The Actual rate, based on actual electricity demand and GA costs, is published on the tenth business day of each month for the preceding month. For example, the Actual rate for April is published on the tenth business day of May

How onsite renewable energy can eliminate or reduce your GA in Ontario

Businesses that participate in the Industrial Conservation Initiative are those that classify as a Class A consumer. The GA calculated for Class A consumers is based on the energy consumption during the top five peaks demands in a 12-month period. The GA can be reduced or eliminated by using on-site renewable generators during the peak hours to reduce the energy imported from the grid and reduce the amount of greenhouse gas emissions produced. By reducing or elimination the energy imported from the grid the GA will be reduced due to rates only applying to the amount of energy imported from the grid not the energy produced on site. The implementation of onsite renewable energy generators can lower costs while helping the environment by contributing to the global net zero emission goal.

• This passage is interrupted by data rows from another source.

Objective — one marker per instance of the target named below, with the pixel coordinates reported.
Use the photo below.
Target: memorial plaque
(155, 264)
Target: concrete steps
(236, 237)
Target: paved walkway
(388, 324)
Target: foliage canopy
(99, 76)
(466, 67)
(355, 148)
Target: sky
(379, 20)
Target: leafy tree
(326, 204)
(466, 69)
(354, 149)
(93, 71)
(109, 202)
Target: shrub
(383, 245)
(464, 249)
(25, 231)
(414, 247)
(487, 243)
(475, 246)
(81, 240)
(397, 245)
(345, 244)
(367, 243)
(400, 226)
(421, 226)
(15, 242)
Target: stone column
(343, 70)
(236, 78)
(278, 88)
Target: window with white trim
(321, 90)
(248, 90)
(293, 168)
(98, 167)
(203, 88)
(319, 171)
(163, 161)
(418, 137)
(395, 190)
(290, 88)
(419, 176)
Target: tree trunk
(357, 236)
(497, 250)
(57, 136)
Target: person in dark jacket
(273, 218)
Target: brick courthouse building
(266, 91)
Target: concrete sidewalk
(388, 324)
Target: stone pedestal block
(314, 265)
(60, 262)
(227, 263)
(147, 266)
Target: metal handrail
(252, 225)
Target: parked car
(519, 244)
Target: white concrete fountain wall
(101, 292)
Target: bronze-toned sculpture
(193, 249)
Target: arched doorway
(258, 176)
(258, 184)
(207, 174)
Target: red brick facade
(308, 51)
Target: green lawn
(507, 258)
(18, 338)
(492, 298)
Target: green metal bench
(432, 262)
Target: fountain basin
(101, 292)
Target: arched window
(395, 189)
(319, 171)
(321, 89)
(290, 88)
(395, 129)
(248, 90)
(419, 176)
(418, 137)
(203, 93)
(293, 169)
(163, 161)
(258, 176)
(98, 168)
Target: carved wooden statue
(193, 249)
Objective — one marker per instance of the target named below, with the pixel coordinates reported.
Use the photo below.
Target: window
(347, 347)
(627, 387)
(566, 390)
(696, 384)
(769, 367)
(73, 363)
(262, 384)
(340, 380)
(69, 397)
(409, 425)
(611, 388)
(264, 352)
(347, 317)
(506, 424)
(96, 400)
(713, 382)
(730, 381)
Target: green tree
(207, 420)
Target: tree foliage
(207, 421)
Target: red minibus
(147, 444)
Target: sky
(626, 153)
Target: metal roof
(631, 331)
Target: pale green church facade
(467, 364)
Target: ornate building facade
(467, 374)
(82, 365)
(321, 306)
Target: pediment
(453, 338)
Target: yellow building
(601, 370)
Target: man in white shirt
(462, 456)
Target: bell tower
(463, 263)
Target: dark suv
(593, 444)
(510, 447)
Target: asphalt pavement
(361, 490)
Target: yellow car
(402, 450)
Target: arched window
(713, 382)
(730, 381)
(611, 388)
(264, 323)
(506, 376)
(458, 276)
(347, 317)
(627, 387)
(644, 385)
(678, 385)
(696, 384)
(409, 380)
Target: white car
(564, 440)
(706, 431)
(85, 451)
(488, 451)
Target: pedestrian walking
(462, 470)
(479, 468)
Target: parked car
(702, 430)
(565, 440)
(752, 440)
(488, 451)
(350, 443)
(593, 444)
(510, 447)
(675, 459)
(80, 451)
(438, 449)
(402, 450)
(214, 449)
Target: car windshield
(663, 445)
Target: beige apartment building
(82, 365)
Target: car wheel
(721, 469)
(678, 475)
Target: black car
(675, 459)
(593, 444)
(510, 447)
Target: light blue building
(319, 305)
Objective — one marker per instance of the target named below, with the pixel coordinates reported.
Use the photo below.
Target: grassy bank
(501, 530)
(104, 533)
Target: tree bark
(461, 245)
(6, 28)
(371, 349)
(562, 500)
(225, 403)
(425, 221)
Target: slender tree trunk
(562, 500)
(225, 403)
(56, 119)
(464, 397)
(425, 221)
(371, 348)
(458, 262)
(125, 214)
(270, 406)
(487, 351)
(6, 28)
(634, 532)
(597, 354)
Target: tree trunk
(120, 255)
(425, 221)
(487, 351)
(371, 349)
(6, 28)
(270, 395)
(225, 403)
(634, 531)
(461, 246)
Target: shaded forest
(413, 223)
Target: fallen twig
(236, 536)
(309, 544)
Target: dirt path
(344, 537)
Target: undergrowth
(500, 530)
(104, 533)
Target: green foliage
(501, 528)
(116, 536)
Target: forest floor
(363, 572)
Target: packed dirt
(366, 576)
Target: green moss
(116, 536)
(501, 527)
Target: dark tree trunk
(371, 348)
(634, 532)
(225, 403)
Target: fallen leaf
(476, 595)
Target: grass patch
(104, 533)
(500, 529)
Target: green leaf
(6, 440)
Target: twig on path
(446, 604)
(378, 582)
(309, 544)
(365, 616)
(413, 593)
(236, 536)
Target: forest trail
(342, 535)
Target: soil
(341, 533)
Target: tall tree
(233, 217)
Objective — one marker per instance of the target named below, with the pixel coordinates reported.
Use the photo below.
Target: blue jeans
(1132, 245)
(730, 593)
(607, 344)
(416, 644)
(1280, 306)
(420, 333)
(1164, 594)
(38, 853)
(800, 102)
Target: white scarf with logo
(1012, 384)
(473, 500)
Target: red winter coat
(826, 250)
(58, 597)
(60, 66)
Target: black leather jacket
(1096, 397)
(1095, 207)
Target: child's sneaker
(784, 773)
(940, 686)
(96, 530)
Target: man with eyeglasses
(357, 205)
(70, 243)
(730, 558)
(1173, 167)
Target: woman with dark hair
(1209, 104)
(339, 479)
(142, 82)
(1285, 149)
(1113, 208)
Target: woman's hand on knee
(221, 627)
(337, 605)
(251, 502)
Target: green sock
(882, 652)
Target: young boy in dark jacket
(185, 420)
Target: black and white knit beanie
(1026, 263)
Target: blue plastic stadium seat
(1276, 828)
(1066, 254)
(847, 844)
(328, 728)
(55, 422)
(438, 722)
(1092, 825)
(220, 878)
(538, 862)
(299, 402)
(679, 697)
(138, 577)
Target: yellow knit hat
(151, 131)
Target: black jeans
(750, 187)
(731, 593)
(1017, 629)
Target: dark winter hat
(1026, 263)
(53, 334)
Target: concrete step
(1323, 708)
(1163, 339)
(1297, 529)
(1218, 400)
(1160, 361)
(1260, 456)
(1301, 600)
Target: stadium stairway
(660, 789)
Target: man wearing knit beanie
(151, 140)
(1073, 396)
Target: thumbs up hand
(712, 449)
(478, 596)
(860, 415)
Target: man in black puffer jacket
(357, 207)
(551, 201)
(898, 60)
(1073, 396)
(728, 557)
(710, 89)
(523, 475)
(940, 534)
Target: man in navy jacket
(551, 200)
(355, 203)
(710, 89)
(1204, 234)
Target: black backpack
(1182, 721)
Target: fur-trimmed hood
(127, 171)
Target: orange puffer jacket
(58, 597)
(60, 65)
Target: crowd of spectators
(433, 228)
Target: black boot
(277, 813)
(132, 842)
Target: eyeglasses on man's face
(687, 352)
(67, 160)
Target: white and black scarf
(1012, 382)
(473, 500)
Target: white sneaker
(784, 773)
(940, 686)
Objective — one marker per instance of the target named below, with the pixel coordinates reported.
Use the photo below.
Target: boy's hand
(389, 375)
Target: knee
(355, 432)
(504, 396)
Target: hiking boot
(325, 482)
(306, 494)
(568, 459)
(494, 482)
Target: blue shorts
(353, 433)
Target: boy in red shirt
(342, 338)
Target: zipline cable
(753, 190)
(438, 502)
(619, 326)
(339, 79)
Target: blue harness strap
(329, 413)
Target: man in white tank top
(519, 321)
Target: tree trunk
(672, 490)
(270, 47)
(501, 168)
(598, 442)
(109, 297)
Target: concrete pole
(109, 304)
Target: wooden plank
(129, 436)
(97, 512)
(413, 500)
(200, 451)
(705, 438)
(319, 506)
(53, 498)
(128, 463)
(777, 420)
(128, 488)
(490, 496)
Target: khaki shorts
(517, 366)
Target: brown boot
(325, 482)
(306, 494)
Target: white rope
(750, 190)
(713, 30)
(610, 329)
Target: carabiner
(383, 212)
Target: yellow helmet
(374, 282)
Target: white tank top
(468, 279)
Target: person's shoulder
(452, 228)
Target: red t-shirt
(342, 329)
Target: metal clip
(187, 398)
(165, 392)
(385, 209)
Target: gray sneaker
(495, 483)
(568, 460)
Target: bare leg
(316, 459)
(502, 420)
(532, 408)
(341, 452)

Energy Sector accounts for approximately 35% of the global greenhouse gas emissions, with the majority arising from coal-fired power plants and natural gas. The implications of our current electricity production methods are becoming evident all around the world. The atmosphere is continuously getting overloaded with carbon dioxide, a global warming emission, which traps heat and drives up the Earth’s temperature resulting in many harmful impacts such as rising ocean levels, ocean acidification & having many more negative impacts on agriculture, economy as well as our health.

The switch to renewable energy must be made and is imperative to our future on this Planet. Many countries recognize the powerful impact that a clean energy future can have on our well being and are already making great strides in that direction. Sweden has set an ambitious goal to be 100% fossil fuel free by 2040. The government of Canada is aiming to have 90% of Canadas electricity to come from non-emitting sources by 2030, a reduction equivalent to taking 1.3 million cars off the road. 99% of Costa Rica’s electricity came from renewables in 2015. Germany leads the world in solar capacity and has been able to meet as much as 78% of a day’s electricity demand from renewables. China is also making great strides in the right direction by having the most installed wind energy capacity in 2014 and the second highest installed solar capacity. The examples and worldwide efforts in aiming towards a clean energy future are endless and when supported by investments by world leaders and the private sector they become a reality.

In conclusion, the trend toward renewables will not likely stop until a net-zero emission is achieved and maintained. When a net-zero emission is achieved and maintained will result in a sustained decline in global temperature. Investment in renewables has been dramatically increasing and the results are already becoming apparent. The price of implementing renewable energy systems has also dropped dramatically and is projected to drop further due to more effective renewable technology being developed, making the switch to clean energy even more feasible. The wellbeing of our planet and generations to come is dependent on the measures that are taken now towards climate change and a clean energy future will become a reality much sooner if we come together worldwide working towards a common goal.